Jetzt ist Deine Meinung zu *The Elder Scrolls 5: Skyrim stürzt ab - Die ersten Lösungen für eure Probleme mit dem Rollenspiel* gefragt. 


				Bitte beachtet: Der Kommentarbereich wird gemäß der Forenregeln moderiert.





			Dieser Inhalt steht nur eingeloggten Mitgliedern zur Verfügung.
        

 Zum Artikel: The Elder Scrolls 5: Skyrim stürzt ab - Die ersten Lösungen für eure Probleme mit dem Rollenspiel


----------



## solidus246 (14. November 2011)

ich hatte das Problem erst nach einer recht langen Spielzeit. WUndert mich, dass es erst so spät abtürzt...

Bei meinem Vaer dasselbe, einfach gecrasht.


----------



## floppydisk (14. November 2011)

ja auch ich kann diese abstürze bestätigen aber wirklich erst nach einer langen spieldauer von mindestens 2 stunden. ist zwar ärgerlich aber da ich immer in alle gebäude und höhlen gucke ist es nicht ganz so schlimm


----------



## Seebaer (14. November 2011)

Threatfire läuft bei mir immer.
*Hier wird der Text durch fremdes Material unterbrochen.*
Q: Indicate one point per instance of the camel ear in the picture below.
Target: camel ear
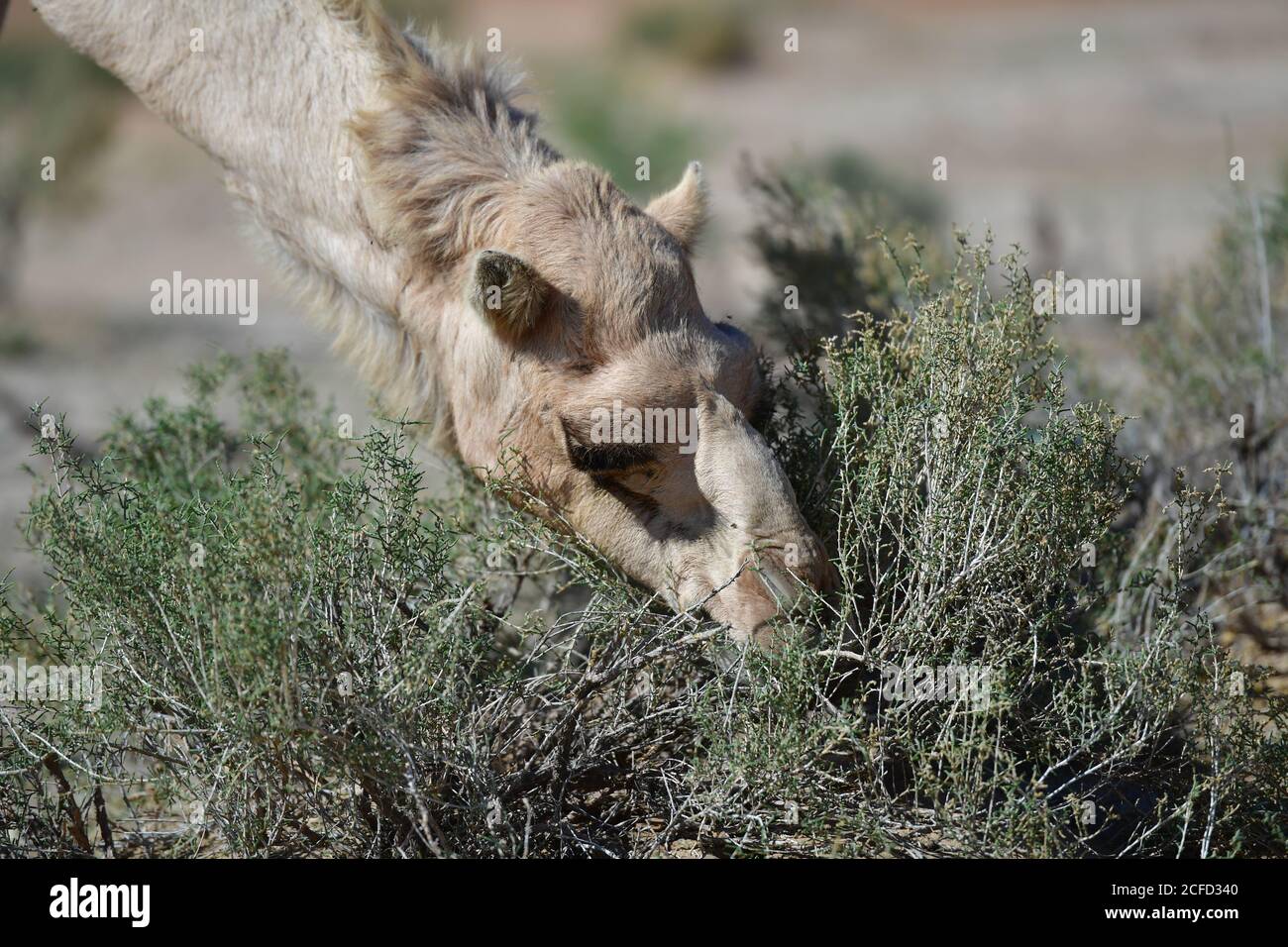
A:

Skyrim hat damit keine Problem.


----------



## Metalhawk (14. November 2011)

2 x gamefreeze bis jetzt (Level 21) (keine Rückmeldung) meist als ich viel gleichzeitig gemacht habe. (Drachenschrei, rennen, Magie)
Sonst läuft es tadellos. Immer mal F5 zwischendurch drücken verhindert Frust


----------



## M1988player (14. November 2011)

Bei mir stürzt es ab und zu bei der Benutzung des Schnellreisesystems ab. Von daher speichere ich vorher immer.
Außerdem habe ich auch öfters den Fehler, der auf dem ersten Bild zu sehen ist. Manche Texturen verschwinden einfach und die entsprechenden Objekte sind dann lila. Dies lässt sich immerhin mit einem Neustart des Spiels beheben.


----------



## patalak (14. November 2011)

hab das problem wenn ich AA frei aussuche zb 4  oder 8 dann startet das spiel und ich höre nur sound aber sehe kein bild nur schwarz 
wenn ich die option für beste stabilität wähle wo kein wert steht  läufts 

hat jemand ne idee warum und wie ich das lösen kann

neuester treiber nvidia - 480 gtx @ 950 mhz


----------



## N7ghty (14. November 2011)

Bei mir ist es zwei Mal im ersten Dungeon abgestürzt (also noch bevor ich in die Welt komme) und ich hab kein Threatfire


----------



## rafaeolo (14. November 2011)

die Einstellung funktioniert bei mir allerdings stürzen dadurch andere Spiele wie Fifa 12 und Bad Campany 2 ab, wenn man auf 24 Bit 44khz (Studioqualität) stellt stürzt keines der spiele ab (auch nicht Skyrim).


----------



## totman (14. November 2011)

patalak schrieb:


> hab das problem wenn ich AA frei aussuche zb 4  oder 8 dann startet das spiel und ich höre nur sound aber sehe kein bild nur schwarz
> wenn ich die option für beste stabilität wähle wo kein wert steht  läufts
> 
> hat jemand ne idee warum und wie ich das lösen kann
> ...



Lass noch ein Programm nebenher laufen und switche per ALT+Tab hinaus und 2 mal rein auf Skyrim. Hat bei mir geholfen


----------



## patalak (14. November 2011)

totman schrieb:


> Lass noch ein Programm nebenher laufen und switche per ALT+Tab hinaus und 2 mal rein auf Skyrim. Hat bei mir geholfen


 
????
das soll gehen?
gibts dazu auch ne logische erklärung


----------



## totman (14. November 2011)

patalak schrieb:


> ????
> das soll gehen?
> gibts dazu auch ne logische erklärung


 
It works! Erklärung habe ich keine. Ich hab´s durch Zufall entdeckt. Das Bild war bei mir auch verschwunden, dachte es hat sich aufgehängt, und ich wollte es per Taskmanager schließen. So kanns gehen


----------



## patalak (14. November 2011)

totman schrieb:


> It works! Erklärung habe ich keine. Ich hab´s durch Zufall entdeckt. Das Bild war bei mir auch verschwunden, dachte es hat sich aufgehängt, und ich wollte es per Taskmanager schließen. So kanns gehen


 
teste es wenn ich zuhause bin 
aber danke im voraus m8


----------



## DeathProof1992 (14. November 2011)

Metalhawk schrieb:


> 2 x gamefreeze bis jetzt (Level 21) (keine Rückmeldung) meist als ich viel gleichzeitig gemacht habe. (Drachenschrei, rennen, Magie)
> Sonst läuft es tadellos. Immer mal F5 zwischendurch drücken verhindert Frust



Was ich weiss ist der Schnellspeicher nach einen Absturz...weg...?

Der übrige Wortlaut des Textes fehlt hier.